Long considered an outdated process with too many manual customer touchpoints, anti-money laundering is a major concern for the economy. Friction leads to poor user korean numbers phone experience , which has led many customers to abandon the onboarding process. Additionally, increased third-party risk and the advent of digital transformation has created an explosive growth in illicit financial activities at the hands of tech-savvy criminals.
Below are the three main challenges banks face today regarding their anti-money laundering processes:
Outdated processes. Traditionally, communication between financial institutions and government authorities has been one-way, time-consuming, and based on manual or paper-intensive processes. The lack of real-time information flow and visibility into illicit transactions has created loopholes that criminals are exploiting on a massive scale. BankNXT says many banks operate as an “island,” meaning banks don’t talk to each other and work in isolation. This makes it very easy for a money launderer to move from one bank to another.

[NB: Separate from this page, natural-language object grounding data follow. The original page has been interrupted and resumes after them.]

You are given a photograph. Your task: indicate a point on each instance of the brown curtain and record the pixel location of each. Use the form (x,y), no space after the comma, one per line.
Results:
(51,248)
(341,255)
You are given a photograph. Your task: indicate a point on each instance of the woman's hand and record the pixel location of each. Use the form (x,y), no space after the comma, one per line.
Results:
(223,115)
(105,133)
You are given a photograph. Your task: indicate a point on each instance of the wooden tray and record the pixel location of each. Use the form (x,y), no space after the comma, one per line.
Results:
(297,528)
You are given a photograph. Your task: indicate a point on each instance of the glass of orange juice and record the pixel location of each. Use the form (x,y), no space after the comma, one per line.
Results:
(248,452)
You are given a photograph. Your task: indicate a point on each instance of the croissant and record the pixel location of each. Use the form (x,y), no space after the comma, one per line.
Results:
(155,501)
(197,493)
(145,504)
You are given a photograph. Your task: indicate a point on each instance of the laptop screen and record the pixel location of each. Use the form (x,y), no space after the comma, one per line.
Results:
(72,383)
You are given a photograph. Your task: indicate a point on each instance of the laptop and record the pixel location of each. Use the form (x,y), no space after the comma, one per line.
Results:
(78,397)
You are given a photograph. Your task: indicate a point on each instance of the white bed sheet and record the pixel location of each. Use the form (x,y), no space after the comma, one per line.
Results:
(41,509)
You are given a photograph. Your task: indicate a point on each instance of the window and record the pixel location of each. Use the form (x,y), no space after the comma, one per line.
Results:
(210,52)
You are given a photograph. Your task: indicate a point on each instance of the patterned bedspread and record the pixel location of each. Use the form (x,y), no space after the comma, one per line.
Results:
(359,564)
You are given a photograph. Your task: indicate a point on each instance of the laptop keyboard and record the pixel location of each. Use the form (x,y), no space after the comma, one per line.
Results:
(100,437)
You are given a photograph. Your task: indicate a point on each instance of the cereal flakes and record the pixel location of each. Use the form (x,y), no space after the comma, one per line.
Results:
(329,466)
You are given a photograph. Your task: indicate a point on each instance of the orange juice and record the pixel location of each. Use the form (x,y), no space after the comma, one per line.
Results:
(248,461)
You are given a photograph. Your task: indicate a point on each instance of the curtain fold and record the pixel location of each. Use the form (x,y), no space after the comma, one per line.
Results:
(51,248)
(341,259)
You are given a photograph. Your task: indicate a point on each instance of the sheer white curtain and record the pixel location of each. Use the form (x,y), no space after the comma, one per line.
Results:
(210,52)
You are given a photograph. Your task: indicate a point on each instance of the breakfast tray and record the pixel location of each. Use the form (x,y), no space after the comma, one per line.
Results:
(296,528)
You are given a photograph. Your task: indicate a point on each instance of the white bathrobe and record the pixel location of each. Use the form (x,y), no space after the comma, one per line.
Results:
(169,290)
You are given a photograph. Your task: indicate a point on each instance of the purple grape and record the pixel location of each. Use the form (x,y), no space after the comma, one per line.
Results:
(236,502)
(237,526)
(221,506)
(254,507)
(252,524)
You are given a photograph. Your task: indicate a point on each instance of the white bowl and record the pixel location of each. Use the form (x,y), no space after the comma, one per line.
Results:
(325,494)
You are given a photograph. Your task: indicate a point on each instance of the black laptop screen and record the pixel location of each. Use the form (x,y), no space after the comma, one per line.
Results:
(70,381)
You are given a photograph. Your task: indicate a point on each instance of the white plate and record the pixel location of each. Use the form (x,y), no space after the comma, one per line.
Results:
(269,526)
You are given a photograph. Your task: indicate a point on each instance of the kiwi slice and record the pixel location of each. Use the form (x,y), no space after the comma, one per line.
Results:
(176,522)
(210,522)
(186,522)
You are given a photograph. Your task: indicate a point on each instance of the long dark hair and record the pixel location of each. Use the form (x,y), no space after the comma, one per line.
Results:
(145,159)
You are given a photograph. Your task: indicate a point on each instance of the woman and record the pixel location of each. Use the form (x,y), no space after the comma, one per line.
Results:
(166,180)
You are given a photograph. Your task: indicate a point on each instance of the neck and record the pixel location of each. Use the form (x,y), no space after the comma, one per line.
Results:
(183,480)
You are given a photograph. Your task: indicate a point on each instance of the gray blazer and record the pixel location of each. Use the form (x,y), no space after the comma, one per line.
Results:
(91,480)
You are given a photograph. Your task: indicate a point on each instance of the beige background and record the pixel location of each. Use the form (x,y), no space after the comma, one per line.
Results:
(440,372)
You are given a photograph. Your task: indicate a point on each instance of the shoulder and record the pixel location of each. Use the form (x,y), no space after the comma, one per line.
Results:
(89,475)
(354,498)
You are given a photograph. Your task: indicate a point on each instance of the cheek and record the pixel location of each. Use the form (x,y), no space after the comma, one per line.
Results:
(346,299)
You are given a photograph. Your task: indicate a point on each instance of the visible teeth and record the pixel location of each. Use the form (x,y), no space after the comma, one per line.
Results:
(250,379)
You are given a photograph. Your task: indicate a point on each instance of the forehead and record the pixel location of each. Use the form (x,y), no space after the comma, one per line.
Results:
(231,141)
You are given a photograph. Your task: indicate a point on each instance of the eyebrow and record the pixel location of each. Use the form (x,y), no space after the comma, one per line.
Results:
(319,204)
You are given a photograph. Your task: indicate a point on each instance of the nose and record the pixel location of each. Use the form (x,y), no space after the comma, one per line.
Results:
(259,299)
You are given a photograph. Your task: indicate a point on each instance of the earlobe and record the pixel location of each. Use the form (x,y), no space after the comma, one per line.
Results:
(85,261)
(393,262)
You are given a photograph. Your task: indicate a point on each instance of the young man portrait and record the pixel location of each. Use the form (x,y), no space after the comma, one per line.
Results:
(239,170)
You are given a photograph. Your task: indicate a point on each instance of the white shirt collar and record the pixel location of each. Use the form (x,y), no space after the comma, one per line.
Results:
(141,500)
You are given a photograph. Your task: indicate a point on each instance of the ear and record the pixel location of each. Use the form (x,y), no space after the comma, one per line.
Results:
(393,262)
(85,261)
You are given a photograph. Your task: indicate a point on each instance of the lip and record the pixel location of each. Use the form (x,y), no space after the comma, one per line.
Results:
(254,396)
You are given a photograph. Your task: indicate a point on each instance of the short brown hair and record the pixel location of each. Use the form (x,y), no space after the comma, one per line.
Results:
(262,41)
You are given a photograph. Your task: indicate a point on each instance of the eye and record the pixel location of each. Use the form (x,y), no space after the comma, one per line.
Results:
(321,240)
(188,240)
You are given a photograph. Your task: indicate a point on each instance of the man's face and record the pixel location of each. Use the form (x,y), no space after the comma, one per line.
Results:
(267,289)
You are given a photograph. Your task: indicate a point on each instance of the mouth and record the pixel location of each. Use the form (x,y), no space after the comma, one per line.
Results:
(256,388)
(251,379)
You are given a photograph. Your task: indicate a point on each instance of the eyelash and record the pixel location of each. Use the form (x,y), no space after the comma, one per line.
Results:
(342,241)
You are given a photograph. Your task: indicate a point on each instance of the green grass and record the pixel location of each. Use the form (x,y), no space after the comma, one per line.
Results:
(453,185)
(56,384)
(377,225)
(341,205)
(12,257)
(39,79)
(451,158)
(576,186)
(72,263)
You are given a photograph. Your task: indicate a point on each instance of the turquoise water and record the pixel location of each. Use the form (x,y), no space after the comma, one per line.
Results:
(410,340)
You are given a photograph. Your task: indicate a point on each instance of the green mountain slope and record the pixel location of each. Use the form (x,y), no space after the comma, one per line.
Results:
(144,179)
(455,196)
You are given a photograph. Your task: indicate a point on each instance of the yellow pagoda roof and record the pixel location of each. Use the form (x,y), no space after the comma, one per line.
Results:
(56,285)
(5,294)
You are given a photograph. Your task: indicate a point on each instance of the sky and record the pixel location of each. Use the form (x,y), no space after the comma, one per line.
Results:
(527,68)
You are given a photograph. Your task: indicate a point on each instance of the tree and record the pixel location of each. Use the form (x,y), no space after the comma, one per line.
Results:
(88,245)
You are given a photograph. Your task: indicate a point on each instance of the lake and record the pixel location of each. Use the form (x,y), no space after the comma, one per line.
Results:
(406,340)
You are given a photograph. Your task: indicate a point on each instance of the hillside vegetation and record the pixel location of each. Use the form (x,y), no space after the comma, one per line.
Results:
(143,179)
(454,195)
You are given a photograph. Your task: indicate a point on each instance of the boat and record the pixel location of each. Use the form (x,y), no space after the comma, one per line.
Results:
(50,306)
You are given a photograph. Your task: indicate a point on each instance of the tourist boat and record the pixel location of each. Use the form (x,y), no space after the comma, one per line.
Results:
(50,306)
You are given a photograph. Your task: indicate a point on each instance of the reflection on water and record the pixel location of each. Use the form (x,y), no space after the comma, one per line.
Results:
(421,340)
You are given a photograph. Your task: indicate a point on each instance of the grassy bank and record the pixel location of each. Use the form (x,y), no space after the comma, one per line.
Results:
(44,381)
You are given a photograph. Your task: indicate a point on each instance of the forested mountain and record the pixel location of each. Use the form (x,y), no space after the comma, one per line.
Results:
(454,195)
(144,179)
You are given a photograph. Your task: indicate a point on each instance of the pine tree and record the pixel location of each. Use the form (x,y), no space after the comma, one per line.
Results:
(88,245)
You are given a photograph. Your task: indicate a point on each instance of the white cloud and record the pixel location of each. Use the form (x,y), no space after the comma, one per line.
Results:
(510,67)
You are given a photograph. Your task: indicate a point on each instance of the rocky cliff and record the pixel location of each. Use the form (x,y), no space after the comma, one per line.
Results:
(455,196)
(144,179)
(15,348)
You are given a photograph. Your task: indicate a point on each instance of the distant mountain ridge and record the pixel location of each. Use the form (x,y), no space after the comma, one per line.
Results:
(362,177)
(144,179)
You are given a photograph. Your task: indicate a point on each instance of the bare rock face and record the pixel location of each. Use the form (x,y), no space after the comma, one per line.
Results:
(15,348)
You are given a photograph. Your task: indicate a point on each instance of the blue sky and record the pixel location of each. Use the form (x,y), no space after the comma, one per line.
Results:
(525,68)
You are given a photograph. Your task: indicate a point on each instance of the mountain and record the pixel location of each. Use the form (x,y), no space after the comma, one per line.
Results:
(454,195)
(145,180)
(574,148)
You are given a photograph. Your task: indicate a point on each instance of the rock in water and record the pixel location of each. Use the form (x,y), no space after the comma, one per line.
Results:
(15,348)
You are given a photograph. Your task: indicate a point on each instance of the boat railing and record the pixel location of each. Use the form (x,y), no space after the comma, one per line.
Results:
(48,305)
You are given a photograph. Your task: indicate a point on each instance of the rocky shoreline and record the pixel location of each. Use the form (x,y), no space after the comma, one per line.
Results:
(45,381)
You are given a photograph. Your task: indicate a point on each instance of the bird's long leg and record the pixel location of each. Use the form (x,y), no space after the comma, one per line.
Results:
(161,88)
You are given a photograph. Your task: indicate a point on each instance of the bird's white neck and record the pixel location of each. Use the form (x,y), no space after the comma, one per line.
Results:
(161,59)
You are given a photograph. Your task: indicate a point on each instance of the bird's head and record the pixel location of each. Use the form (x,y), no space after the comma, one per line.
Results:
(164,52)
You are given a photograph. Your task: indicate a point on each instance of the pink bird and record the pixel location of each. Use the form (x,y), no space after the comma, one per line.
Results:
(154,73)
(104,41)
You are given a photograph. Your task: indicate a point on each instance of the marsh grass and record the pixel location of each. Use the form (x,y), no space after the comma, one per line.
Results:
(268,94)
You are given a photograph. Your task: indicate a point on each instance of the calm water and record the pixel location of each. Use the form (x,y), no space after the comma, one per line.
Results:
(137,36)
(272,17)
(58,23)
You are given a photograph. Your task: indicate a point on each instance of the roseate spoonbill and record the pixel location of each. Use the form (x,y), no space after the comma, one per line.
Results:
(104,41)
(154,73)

Slow to innovate. Legacy solutions, inefficiencies in operations, and paper-intensive manual processes still exist at many banks today. What’s holding them back? Experts say that while most of the tech facelifts have happened on the front end (like mobile banking apps), many banks are struggling to extend them to the back office. The combination of multiple legacy systems, paper-based workflows, and a lack of sophisticated IT infrastructure and staff makes digital transformation overwhelming.